First, Douthat complains that businesses in the United States have to “labor under one of the higher corporate tax rates in the developed West.” While the marginal tax rate in the United States is somewhat higher than the average, because of the extensive loopholes in the corporate tax, the effective tax rate in the United States is lower than the average for the OECD. There certainly is no general opposition among liberals to reform that would reduce the tax rate while offsetting the lower rates with fewer deductions.
He complains that in the liberal/progressive’s world, “the Social Security retirement age never budges, no matter how high average life expectancy climbs.” Mr. Douthat apparently has not heard that the Social Security retirement age is rising already. The age at which workers collect full benefits has already risen from 65 to 66. It will rise to 67 for workers who reach age 62 after 2022. Also, although life expectancy has been rising, this is mostly due to increases for workers in the top half of the income distribution. The increase in the retirement age already in law will eat up most of the increase in life expectancy over the last 40 years for workers in the bottom half of the wage distribution.
He also appears to believe that Social Security is a subsidy for middle class workers. This is not the case. Because of its progressive benefit structure, most middle income workers will get a real return of less than 2.0 percent on the money they paid in payroll taxes.

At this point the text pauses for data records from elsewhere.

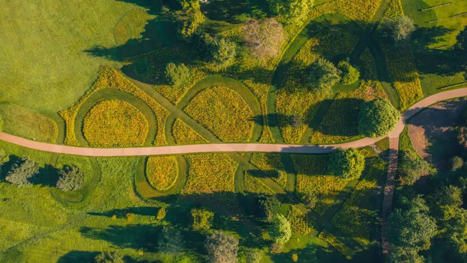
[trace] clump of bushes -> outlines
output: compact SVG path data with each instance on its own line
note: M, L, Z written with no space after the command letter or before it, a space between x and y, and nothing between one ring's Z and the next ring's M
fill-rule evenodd
M347 179L358 178L365 168L365 156L358 150L337 149L331 155L328 169L332 174Z
M57 188L64 192L81 189L84 184L84 173L75 165L65 165L58 173Z
M350 85L355 83L360 77L360 72L358 69L352 66L347 61L339 62L337 64L337 68L342 72L340 81L342 84Z
M31 186L31 181L39 172L39 163L27 157L23 157L19 163L13 165L5 180L19 186Z
M358 130L365 136L377 138L394 130L400 118L400 113L387 100L365 102L358 113Z
M212 226L214 213L205 209L191 210L193 224L191 227L193 230L208 230Z
M183 63L176 65L175 63L170 62L165 66L164 73L169 83L179 86L188 78L189 70Z

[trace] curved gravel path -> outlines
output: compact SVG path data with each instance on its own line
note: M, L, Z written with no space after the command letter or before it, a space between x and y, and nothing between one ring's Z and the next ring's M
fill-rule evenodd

Douthat also complains about the government warping the health care marketplace. While this is true, the main distortions are not being primarily protected by liberals. Patent protection for prescription drugs cause them to be sold at prices that are several hundred percent above their competitive market price, however conservatives tend to be the biggest proponents of stronger patent protection. Increased international competition would also go far toward bringing our health care costs more in line with the rest of the world.
Douthat also compares the views of liberals in the United States unfavorably with Europe, noting that many European countries are cutting back on the generosity of their welfare states. Apparently Mr. Douthat didn’t know that their welfare states are currently far more generous than the welfare states in the United States. This means that the cutbacks will still in most cases leave the welfare states in these countries considerably more generous than in the United States. For example, the recent hotly contested law in France raised its early retirement age to 62 and its age for full benefits to 67, the levels already in law in the United States. And, French workers have seen a much more rapid increase in life expectancy than workers in the United States over the last four decades.
Finally, Douthat apparently is a Neanderthal protectionist who fears international competition. He argues that the United States could have higher tax rates and a more generous welfare state in the early post-war period because its competitors had been destroyed by the war. Actually, in economic theory, the United States benefits from having wealthy countries from whom it can buy goods and services more cheaply than they can be produced domestically. It is not clear why Douthat thinks that this is a problem.